Cops have a right to remain silent, too – Duterte | Inquirer News

Cops have a right to remain silent, too – Duterte

/ 01:59 AM March 11, 2018


ZAMBOANGA CITY—President Duterte on Saturday ordered soldiers and police not to answer questions from human rights investigators, saying their silence was constitutionally protected and this would avoid conflicting statements.

Mr. Duterte gave similar instructions to police officers during a visit to Davao City last week.


The President’s order follows an announcement by International Criminal Court (ICC) prosecutor Fatou Bensouda last month that she would start a preliminary examination of a complaint accusing Mr. Duterte of crimes against humanity in connection with his bloody war on drugs.
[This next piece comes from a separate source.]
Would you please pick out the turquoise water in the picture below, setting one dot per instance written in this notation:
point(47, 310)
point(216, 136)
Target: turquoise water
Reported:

It also comes on the heels of a statement by Malacañang that it would welcome a UN investigation into alleged human rights violations in the antinarcotics campaign so long as it was not led by Agnes Callamard, the UN special rapporteur on extrajudicial killings.


Mr. Duterte and his spokesperson Harry Roque said Callamard was biased because of her early criticisms of the bloody antidrug campaign.

“Do not answer questions from them and that is for a reason,” Duterte told troops in a speech at the Andrews Air Base in Zamboanga City on Saturday.

“It’s legal. That is provided for in Constitution itself, our Constitution,” he said of keeping silent.

He said that as a former trial lawyer for nine years he knew that “any statement or answer that you may give might incriminate you.”

“So the best way is to keep silent,” he said.

He said soldiers and police officers could point to him as the commander-in-chief who gave the instruction not to talk.

He told them to answer queries from investigators this way: “I am sorry. The Constitution does not allow it. And our commander-in-chief says we shut up.”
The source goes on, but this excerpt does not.